Randomize the data when making mini-batches. It is always important to randomly shuffle the data when forming mini-batches. Otherwise, the gradient descent method can fit spurious correlations resulting from the order in which data is presented.
Transform your inputs. Learning becomes difficult when our landscape has a mixture of steep and flat directions. One simple trick for minimizing these situations is to standardize the data by subtracting the mean and normalizing the variance of input variables. Whenever possible, also decorrelate the inputs. To understand why this is helpful, consider the case of linear regression. It is easy to show that for the squared error cost function, the Hessian of the energy matrix is just the correlation matrix between the inputs. Thus, by standardizing the inputs, we are ensuring that the landscape looks homogeneous in all directions in parameter space. Since most deep networks can be viewed as linear transformations followed by a non-linearity at each layer, we expect this intuition to hold beyond the linear case.
Monitor the out-of-sample performance. Always monitor the performance of your model on a validation set (a small portion of the training data that is held out of the training process to serve as a proxy for the test set. If the validation error starts increasing, then the model is beginning to overfit. Terminate the learning process. This early stopping significantly improves performance in many settings.

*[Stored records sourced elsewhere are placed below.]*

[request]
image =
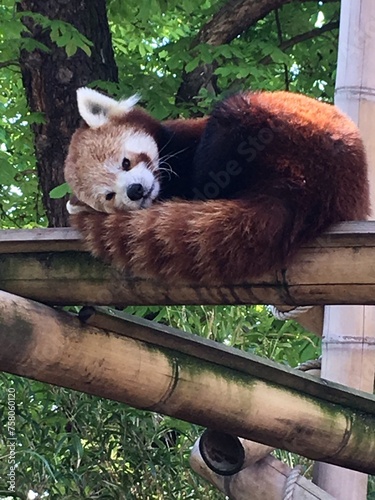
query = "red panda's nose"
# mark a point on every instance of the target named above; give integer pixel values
(135, 192)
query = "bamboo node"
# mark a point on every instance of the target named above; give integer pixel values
(291, 314)
(311, 364)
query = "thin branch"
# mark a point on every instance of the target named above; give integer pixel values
(234, 18)
(6, 64)
(302, 37)
(280, 37)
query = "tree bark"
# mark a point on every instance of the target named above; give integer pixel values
(51, 79)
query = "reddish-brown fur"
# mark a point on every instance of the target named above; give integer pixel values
(311, 174)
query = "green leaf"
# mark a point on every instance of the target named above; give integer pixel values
(60, 191)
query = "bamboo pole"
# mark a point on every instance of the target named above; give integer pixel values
(54, 347)
(226, 455)
(349, 331)
(265, 478)
(50, 266)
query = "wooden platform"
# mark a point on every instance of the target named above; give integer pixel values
(49, 265)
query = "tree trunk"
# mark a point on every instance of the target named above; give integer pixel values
(51, 79)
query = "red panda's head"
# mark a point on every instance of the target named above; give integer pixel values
(113, 160)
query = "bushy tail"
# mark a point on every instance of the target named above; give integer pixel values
(214, 241)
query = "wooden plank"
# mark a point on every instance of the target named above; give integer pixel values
(49, 265)
(352, 234)
(40, 240)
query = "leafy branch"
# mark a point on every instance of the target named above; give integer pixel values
(308, 35)
(234, 18)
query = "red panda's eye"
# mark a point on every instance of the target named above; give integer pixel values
(125, 163)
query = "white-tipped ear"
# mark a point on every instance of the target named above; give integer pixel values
(96, 108)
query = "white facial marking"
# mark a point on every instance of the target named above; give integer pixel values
(96, 109)
(137, 142)
(137, 175)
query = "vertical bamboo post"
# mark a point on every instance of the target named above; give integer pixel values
(349, 331)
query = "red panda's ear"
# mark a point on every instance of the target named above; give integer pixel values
(96, 109)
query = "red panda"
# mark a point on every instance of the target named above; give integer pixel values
(226, 197)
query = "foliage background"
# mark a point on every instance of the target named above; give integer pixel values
(71, 445)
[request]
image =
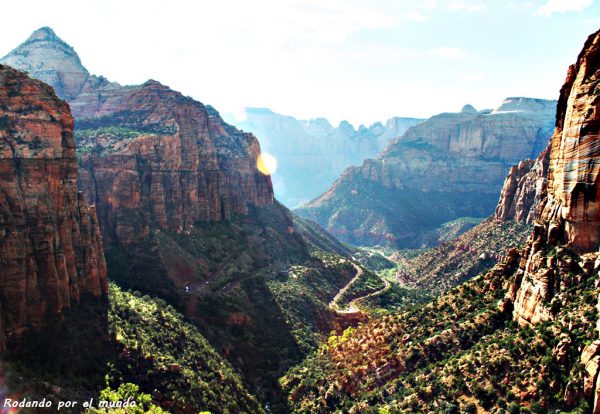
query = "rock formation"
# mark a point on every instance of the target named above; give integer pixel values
(449, 166)
(149, 156)
(50, 244)
(562, 251)
(568, 212)
(312, 153)
(177, 163)
(49, 59)
(523, 190)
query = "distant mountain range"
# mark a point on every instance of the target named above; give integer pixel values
(450, 166)
(312, 154)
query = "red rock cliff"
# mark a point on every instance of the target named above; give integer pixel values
(50, 245)
(568, 212)
(153, 157)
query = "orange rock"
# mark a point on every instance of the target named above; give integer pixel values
(50, 245)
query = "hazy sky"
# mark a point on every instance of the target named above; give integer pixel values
(362, 61)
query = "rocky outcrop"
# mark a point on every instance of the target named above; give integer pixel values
(312, 153)
(149, 156)
(523, 190)
(562, 251)
(47, 58)
(50, 245)
(568, 211)
(449, 166)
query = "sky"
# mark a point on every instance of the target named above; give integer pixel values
(357, 60)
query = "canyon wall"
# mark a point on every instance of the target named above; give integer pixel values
(149, 156)
(311, 154)
(50, 244)
(450, 166)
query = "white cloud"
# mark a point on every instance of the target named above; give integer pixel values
(471, 76)
(462, 6)
(562, 6)
(449, 52)
(416, 16)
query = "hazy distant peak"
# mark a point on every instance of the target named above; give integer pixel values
(47, 57)
(44, 33)
(523, 104)
(468, 109)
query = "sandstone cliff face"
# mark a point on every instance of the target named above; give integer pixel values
(148, 155)
(451, 165)
(523, 190)
(312, 153)
(568, 211)
(562, 251)
(50, 245)
(179, 163)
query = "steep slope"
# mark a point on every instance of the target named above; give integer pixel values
(150, 353)
(311, 154)
(523, 190)
(50, 246)
(49, 59)
(524, 336)
(449, 166)
(187, 217)
(458, 260)
(157, 158)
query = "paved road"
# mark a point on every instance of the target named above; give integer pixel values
(333, 305)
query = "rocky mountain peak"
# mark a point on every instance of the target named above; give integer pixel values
(48, 58)
(468, 109)
(522, 104)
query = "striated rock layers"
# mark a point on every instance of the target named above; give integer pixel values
(523, 190)
(449, 166)
(157, 158)
(312, 153)
(50, 244)
(568, 212)
(562, 251)
(149, 156)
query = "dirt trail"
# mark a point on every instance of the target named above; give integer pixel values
(333, 305)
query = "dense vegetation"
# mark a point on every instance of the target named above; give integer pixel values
(138, 347)
(462, 352)
(458, 260)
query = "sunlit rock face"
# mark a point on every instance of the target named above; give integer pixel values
(313, 153)
(573, 181)
(50, 245)
(149, 156)
(450, 166)
(568, 215)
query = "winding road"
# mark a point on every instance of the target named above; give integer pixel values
(333, 305)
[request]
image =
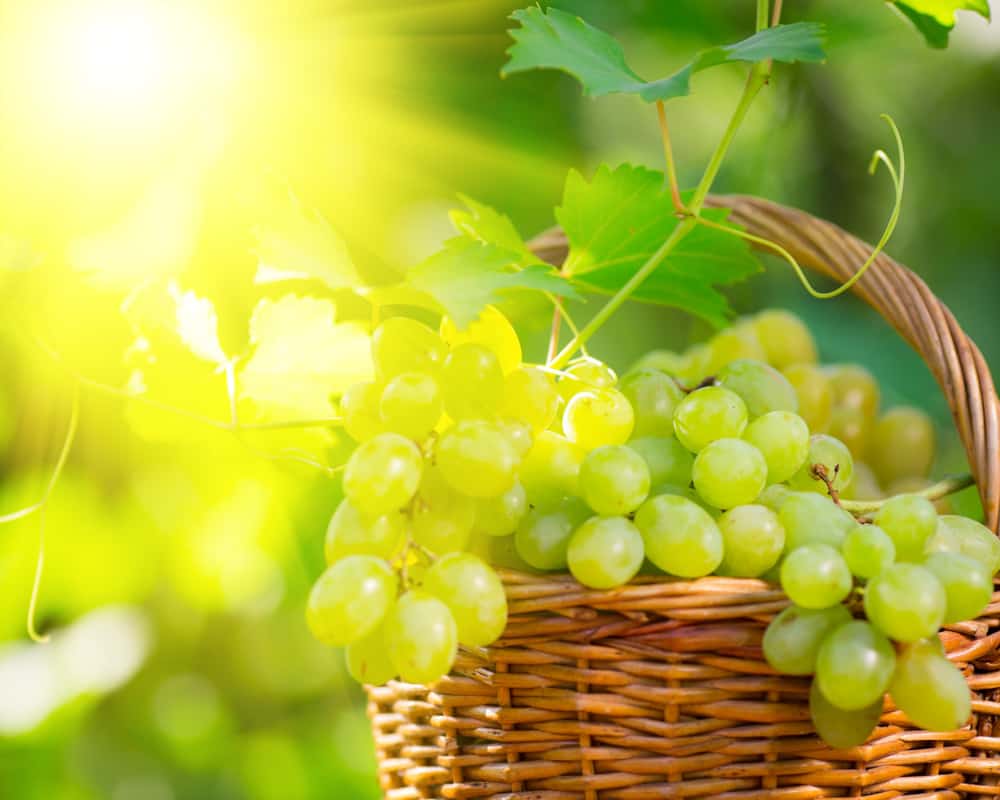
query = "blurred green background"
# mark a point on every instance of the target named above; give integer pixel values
(178, 559)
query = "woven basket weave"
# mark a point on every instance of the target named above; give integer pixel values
(659, 689)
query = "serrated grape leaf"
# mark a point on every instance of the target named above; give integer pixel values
(618, 219)
(302, 357)
(555, 39)
(467, 275)
(936, 18)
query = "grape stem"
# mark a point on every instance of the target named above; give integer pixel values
(941, 489)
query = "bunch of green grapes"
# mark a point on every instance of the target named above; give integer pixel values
(729, 459)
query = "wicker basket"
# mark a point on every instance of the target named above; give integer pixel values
(658, 689)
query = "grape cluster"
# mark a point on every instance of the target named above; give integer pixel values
(731, 459)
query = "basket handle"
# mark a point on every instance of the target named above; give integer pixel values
(902, 298)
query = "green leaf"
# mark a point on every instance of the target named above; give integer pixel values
(302, 357)
(616, 221)
(468, 275)
(558, 40)
(935, 18)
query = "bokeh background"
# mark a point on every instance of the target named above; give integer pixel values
(147, 140)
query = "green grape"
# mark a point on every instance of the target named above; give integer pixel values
(792, 640)
(359, 407)
(441, 517)
(411, 405)
(350, 599)
(368, 659)
(902, 445)
(492, 330)
(707, 415)
(815, 395)
(500, 516)
(968, 588)
(530, 395)
(472, 382)
(653, 396)
(815, 576)
(680, 537)
(350, 533)
(753, 539)
(840, 729)
(402, 345)
(868, 550)
(785, 338)
(421, 637)
(614, 480)
(585, 376)
(910, 521)
(543, 536)
(761, 387)
(551, 469)
(783, 439)
(474, 595)
(596, 418)
(833, 455)
(729, 473)
(929, 689)
(605, 552)
(906, 602)
(477, 459)
(382, 475)
(956, 534)
(854, 666)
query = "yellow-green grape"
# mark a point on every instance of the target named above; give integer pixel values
(368, 659)
(472, 382)
(350, 533)
(815, 395)
(551, 469)
(500, 516)
(359, 407)
(842, 729)
(906, 602)
(411, 405)
(854, 387)
(530, 395)
(653, 396)
(596, 418)
(421, 637)
(785, 338)
(902, 445)
(929, 689)
(835, 459)
(753, 538)
(474, 595)
(401, 344)
(585, 376)
(441, 517)
(783, 439)
(382, 475)
(709, 414)
(350, 599)
(477, 459)
(729, 473)
(492, 330)
(605, 552)
(956, 534)
(679, 536)
(910, 521)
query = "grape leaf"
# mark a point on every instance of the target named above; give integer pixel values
(935, 18)
(616, 221)
(557, 40)
(302, 357)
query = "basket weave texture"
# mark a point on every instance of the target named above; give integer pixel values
(659, 689)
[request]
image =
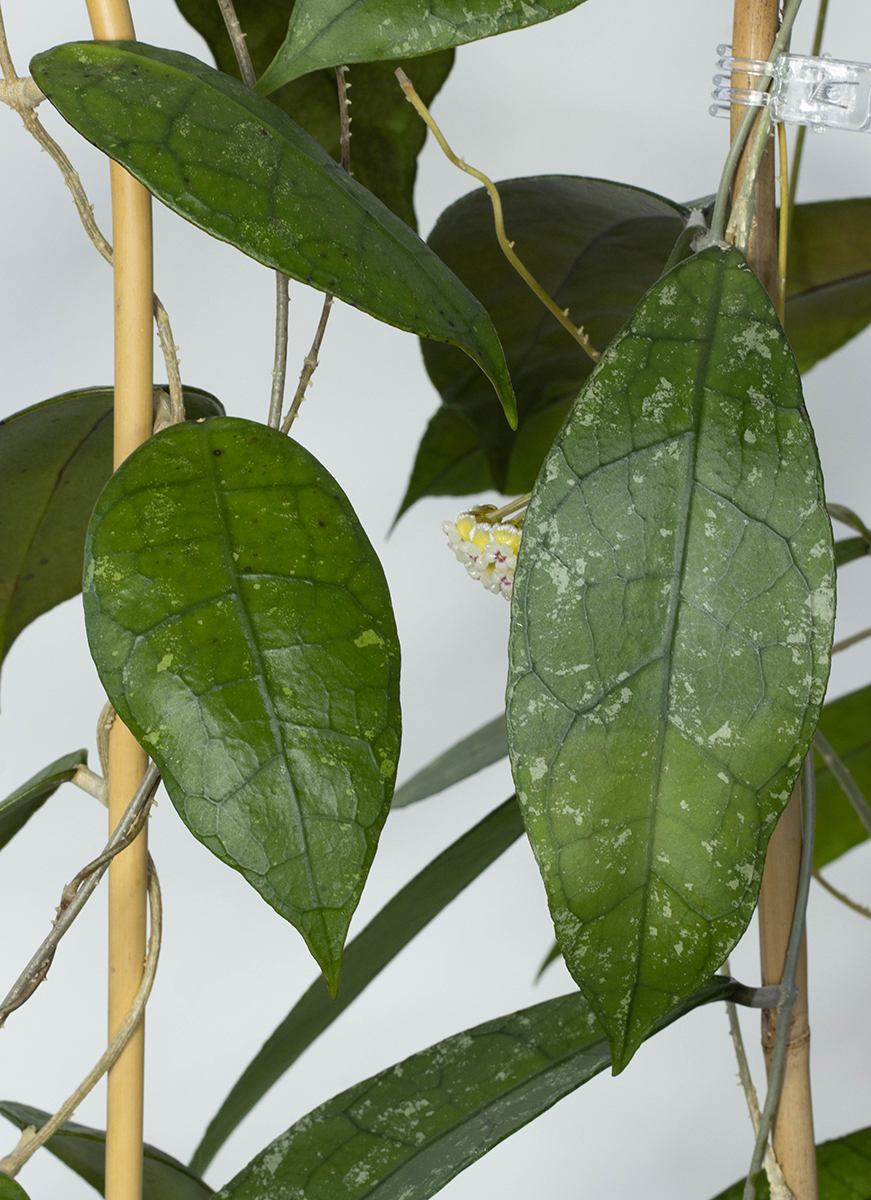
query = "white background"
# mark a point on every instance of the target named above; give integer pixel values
(617, 89)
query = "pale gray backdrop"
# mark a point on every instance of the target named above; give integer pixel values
(617, 89)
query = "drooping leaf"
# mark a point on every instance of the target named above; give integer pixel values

Adaptive optimization methods don't always have good generalization. Recent studies have shown that adaptive methods such as ADAM, RMSPorp, and AdaGrad tend to have poor generalization compared to SGD or SGD with momentum, particularly in the high-dimensional limit (i.e. the number of parameters exceeds the number of data points). Although it is not clear at this stage why these methods perform so well in training deep neural networks, simpler procedures like properly-tuned SGD may work as well or better in these applications.

Geron's text, see chapter 11, has several interesting discussions.